6 - ePostaniz yayinlanmamissa mutlaka daha önce yayinlanmistir ya da grup duzenine uygun degildir.

Tesekkurler,
Dostluk Girdabi
http://www.DostlukGirdabi.com
MARKETPLACE

Get great advice about dogs and cats. Visit the Dog & Cat Answers Center.


Hobbies & Activities Zone: Find others who share your passions! Explore new interests.

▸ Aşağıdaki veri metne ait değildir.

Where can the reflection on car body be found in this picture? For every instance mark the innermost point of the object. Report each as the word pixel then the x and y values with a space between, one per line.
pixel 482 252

Stay on top of your group activity without leaving the page you're on - Get the Yahoo! Toolbar now.

.

__,_._,___

1 yorum:

  1. Merhaba...Tip 1 de KUllanılan dozu düşüren Tip 2 Şekeri tamamen ortadan kaldıran CHARANTİA AMPALAYA isminde bir bitki var..Bizzat bu bitkiyi kullanarak tip 2 şekerden tamamen kurtulan 5 kişi tanıyorum. Charantia, Filipinlerde çok az şeker hastalığına rastlanması üzerine keşfedilmiş. Şeker hastalığının kökeninde pankreas bozukluğu yatar. Eğer pankreastaki beta hücreleri arızalı ise tip-2, tamamen ölü ve çalışma imkanı yoksa tip-1 şeker hastalığı olarak adlandırılır. Çoğu kimyasal ve bitkisel ilaç pankreası tedavi etmez. Sadece vücuda insülin takviyesi yapar. Filipinlerde yetişen Charantia (Afrika Hıyarı Bitkisi) ise kandaki insülin ile ilgili değil, pankreasla ilgili bir bitkidir. Charantia pankreastaki beta hücrelerini çalıştırır ve vücuttaki sistemi düzenler. Böylece vücut kendi insülin seviyesini kendisi ayarlamaya başlar. 10 yıl boyunca tıbbi gözetim ve araştırma altında bulunulmuş ve bitkinin hiçbir yan etkisi gözlenmemiştir. Aşağıda vereceğim linkten detaylı bilgi ve Klinik çalışma sonuçlarına ulaşabilirsiniz.